A hydrometer is an important piece of homebrewing equipment, and it would be pretty hard to brew at home without one. If you are new to homebrewing and don’t know what we are talking about, we’ll get you up to speed
A hydrometer is a tool that measures the ratio of a liquid’s (in this case, beer) density to the density of water. It shows you how the yeast is converting sugar into ethanol, in the homebrewing process. This is a critical piece of information that gives insight into the success of the fermentation process.
You might be wondering if a hydrometer is even necessary. Well, fermentation might be the most important part of the homebrewing process. Without it, we wouldn’t be able to enjoy beer! If the fermentation isn’t going correctly or something goes wrong, a hydrometer will be able to alert you so you can make the correct adjustments to get the beer-to-be back on track. So yes, a hydrometer is pretty important if your end goal is to homebrew a delicious beer.
Hydrometers, including electric hydrometers, look a little bit like a thermometer, although the two homebrewing tools are different. While it this small tool might look complicated, rest assured that it isn’t as tricky as it looks. In fact, hydrometers are fairly simple! Today we’re going to give you the rundown on how to use a homebrewing hydrometer. Keep on reading so you can get to brewing.
Step 1: Get A Sample and Insert Hydrometer Into It
A hydrometer will tell you what the original gravity is. Right before you pitch the yeast and after the cool down, you’ll take the first hydrometer measurement. Simply retrieve a sample of the wort, enough to suspend the hydrometer completely, and put it into a jar or cylinder. Place the hydrometer into the sample wort and let it buoy. Wait a few seconds for all the air to escape, and make sure the hydrometer is centered vertically.

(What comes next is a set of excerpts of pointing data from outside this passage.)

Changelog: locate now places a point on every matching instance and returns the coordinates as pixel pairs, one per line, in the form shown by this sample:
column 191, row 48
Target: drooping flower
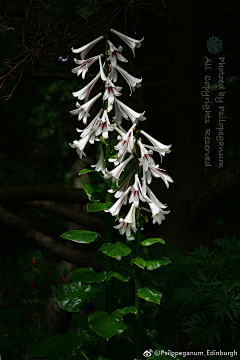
column 103, row 76
column 124, row 185
column 116, row 173
column 115, row 209
column 131, row 80
column 122, row 110
column 85, row 92
column 82, row 110
column 92, row 124
column 80, row 144
column 132, row 43
column 85, row 49
column 159, row 147
column 113, row 74
column 110, row 91
column 156, row 207
column 100, row 165
column 115, row 54
column 153, row 170
column 127, row 141
column 145, row 158
column 127, row 224
column 103, row 126
column 84, row 65
column 136, row 192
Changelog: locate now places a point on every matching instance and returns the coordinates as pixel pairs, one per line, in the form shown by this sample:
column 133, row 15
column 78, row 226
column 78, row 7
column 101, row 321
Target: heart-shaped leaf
column 93, row 192
column 73, row 296
column 95, row 207
column 120, row 275
column 107, row 325
column 154, row 264
column 151, row 241
column 116, row 250
column 150, row 295
column 139, row 262
column 128, row 310
column 81, row 236
column 88, row 275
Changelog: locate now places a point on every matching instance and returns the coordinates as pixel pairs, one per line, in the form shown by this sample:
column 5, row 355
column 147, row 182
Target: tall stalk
column 137, row 325
column 109, row 286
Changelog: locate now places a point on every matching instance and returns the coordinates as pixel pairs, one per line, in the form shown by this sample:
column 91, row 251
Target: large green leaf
column 95, row 207
column 93, row 192
column 154, row 264
column 139, row 262
column 151, row 241
column 88, row 275
column 150, row 295
column 63, row 343
column 128, row 310
column 120, row 275
column 81, row 236
column 73, row 296
column 116, row 250
column 107, row 325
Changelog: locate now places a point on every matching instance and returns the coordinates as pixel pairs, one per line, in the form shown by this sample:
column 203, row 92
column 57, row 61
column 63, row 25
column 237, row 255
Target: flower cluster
column 130, row 148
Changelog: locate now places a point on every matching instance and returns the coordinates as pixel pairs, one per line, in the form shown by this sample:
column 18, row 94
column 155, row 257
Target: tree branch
column 43, row 192
column 218, row 188
column 87, row 221
column 76, row 257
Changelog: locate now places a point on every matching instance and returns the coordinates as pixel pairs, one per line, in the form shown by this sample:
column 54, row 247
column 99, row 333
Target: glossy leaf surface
column 107, row 325
column 150, row 295
column 80, row 236
column 88, row 275
column 116, row 250
column 73, row 296
column 152, row 241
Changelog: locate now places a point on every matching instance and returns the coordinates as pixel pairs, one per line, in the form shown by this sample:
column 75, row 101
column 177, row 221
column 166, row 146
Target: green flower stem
column 109, row 285
column 137, row 325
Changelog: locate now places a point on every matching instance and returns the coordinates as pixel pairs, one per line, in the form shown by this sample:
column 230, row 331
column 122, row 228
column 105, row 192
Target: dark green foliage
column 26, row 283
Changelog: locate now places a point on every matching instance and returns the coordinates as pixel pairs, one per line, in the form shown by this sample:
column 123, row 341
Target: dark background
column 36, row 127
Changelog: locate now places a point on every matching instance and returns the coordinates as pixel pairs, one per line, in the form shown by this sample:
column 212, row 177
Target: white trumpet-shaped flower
column 84, row 65
column 115, row 209
column 132, row 43
column 136, row 194
column 103, row 126
column 92, row 124
column 85, row 92
column 146, row 159
column 122, row 110
column 159, row 147
column 103, row 76
column 110, row 91
column 82, row 110
column 126, row 144
column 80, row 144
column 85, row 49
column 122, row 188
column 131, row 80
column 128, row 224
column 100, row 165
column 156, row 208
column 115, row 54
column 153, row 170
column 113, row 74
column 116, row 173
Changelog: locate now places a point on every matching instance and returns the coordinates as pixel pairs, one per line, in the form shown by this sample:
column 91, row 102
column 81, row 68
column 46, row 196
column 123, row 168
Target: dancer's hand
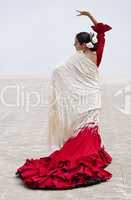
column 86, row 13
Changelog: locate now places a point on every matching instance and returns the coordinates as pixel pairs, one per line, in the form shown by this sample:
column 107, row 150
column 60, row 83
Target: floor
column 23, row 135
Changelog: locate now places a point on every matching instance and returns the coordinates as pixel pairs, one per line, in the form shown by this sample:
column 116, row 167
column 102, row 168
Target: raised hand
column 86, row 13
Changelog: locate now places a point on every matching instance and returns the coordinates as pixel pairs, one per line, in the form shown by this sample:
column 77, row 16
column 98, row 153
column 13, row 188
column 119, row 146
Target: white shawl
column 75, row 97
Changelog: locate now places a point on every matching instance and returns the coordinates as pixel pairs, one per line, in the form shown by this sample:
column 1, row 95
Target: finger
column 78, row 11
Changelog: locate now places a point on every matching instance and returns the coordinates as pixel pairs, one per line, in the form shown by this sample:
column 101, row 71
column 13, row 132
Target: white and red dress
column 74, row 108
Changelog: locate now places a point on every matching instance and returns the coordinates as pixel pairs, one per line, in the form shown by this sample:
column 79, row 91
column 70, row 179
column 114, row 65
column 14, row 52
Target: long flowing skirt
column 81, row 158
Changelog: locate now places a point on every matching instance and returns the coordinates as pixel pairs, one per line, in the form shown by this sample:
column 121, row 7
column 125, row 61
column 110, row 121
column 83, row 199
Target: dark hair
column 84, row 37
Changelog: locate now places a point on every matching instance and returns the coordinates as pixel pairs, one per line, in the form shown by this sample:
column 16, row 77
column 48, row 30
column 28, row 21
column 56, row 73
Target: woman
column 74, row 125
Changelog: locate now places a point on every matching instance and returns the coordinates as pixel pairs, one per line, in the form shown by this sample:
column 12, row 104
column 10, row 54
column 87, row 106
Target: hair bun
column 92, row 38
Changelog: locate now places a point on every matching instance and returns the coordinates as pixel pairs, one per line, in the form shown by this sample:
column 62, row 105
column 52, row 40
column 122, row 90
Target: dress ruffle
column 101, row 27
column 80, row 162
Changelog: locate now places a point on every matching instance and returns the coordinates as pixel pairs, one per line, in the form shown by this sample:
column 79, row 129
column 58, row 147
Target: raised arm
column 100, row 28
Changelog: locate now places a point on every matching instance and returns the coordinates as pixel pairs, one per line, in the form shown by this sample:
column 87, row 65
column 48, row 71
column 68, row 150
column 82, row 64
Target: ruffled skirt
column 80, row 162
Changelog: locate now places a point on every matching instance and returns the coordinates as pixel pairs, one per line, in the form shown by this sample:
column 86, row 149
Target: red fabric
column 80, row 162
column 100, row 28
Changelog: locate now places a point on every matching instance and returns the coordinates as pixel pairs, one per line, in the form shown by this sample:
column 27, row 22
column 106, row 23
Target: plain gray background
column 37, row 35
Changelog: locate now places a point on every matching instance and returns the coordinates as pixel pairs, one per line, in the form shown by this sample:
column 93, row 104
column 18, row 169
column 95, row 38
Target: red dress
column 80, row 161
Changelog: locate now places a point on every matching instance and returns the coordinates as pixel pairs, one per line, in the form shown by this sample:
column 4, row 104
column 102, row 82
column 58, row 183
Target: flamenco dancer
column 73, row 125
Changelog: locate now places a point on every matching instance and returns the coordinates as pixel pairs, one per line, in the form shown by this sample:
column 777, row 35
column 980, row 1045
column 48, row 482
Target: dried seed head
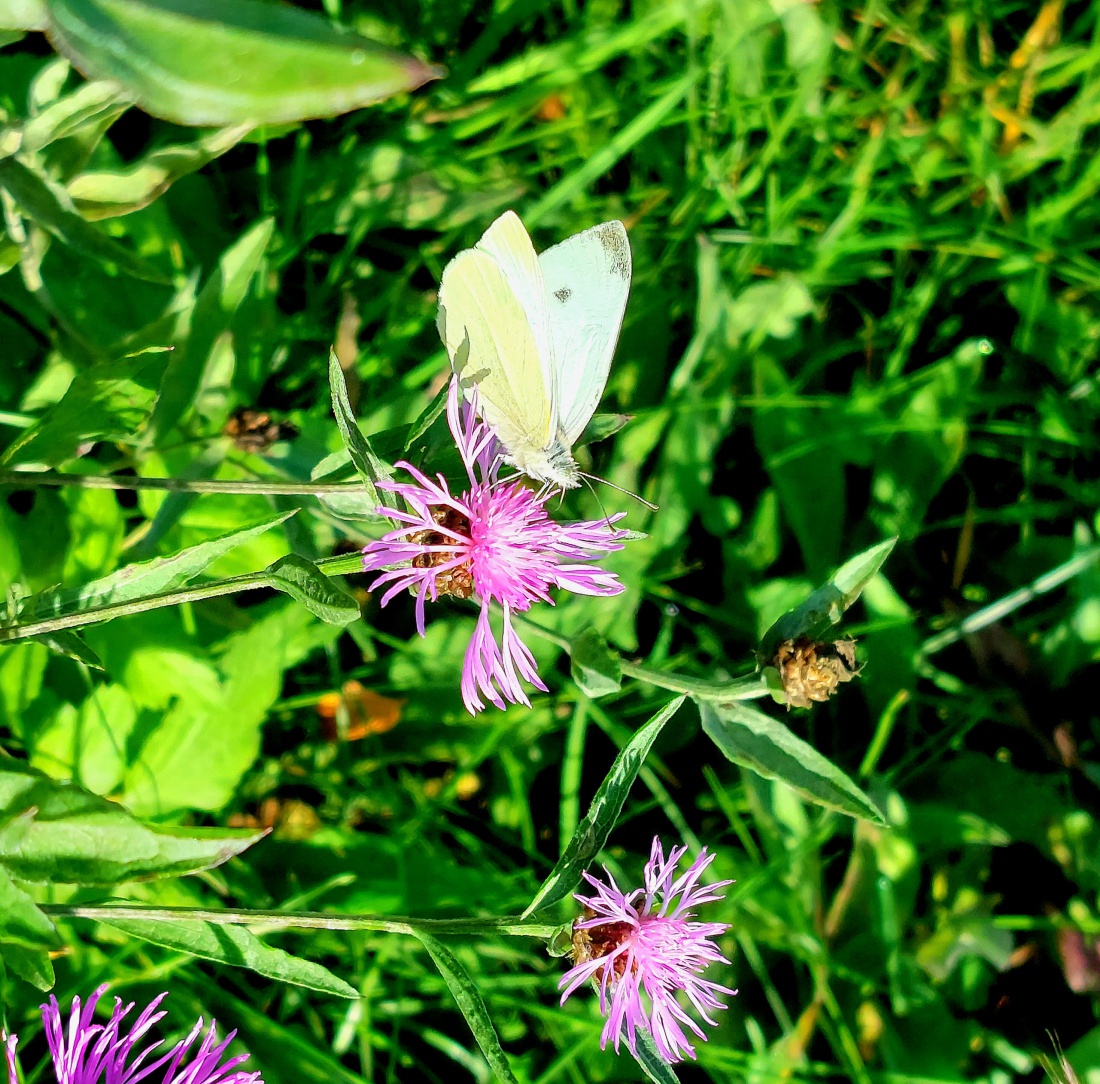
column 811, row 670
column 455, row 581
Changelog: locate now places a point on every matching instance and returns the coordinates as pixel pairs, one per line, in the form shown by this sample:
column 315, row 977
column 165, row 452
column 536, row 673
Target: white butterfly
column 535, row 336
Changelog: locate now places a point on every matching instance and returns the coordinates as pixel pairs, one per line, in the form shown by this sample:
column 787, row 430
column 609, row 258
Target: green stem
column 31, row 479
column 301, row 920
column 331, row 566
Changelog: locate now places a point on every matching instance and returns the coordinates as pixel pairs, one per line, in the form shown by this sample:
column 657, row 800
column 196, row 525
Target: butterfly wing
column 492, row 340
column 586, row 280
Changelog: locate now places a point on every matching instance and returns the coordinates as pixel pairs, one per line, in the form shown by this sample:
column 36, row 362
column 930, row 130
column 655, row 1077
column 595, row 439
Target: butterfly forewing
column 586, row 280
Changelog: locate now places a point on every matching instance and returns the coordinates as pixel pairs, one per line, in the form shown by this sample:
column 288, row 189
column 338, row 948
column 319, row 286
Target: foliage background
column 865, row 304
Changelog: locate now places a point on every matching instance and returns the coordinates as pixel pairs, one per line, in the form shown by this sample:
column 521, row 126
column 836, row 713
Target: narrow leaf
column 827, row 604
column 77, row 838
column 593, row 831
column 649, row 1059
column 238, row 946
column 371, row 469
column 51, row 209
column 217, row 303
column 768, row 747
column 594, row 666
column 471, row 1004
column 305, row 582
column 207, row 62
column 153, row 577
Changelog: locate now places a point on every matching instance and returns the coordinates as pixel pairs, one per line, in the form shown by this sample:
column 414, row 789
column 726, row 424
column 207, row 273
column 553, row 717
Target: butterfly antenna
column 618, row 489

Step 2: Record The Original Gravity Reading
The different increments on the hydrometer show gravity points, and that is exactly what you’re going to be measuring. The gravity reading should happen at the level in which the liquid rises. Record this number, which is the original gravity number. Generally, the original gravity of the wort is somewhere between 1.035 and 1.060, but if you purchased a homebrewing kit, then there should be instructions included that will tell you what the original gravity should be at.
Step 3: Using The Temperature, Calculate!
Make sure you know the temperature of the wort. This is a critical step in getting an accurate hydrometer reading. The next step is calculating the specific gravity. A hydrometer temperature chart should be included with the purchase of a hydrometer. If not, you can find one online. You will use this chart to find the specific gravity. On the chart you’ll see a △ G. Add this to the original reading to find the correct gravity measurement.
Step 4: Measure Again After The Fermentation Is Complete
After the fermentation is done, measure the beer again with your hydrometer. The reading you get this time will be the final gravity. Generally, a final gravity is around 1.015 and 1.005, but make sure to double check the instructions included in the homebrewing kit.
As you can see, using a hydrometer is pretty simple. One thing that you will want to make sure of is that you’re not measuring the wort too much. If you do, then you’re putting the wort at risk for getting contaminated from the air.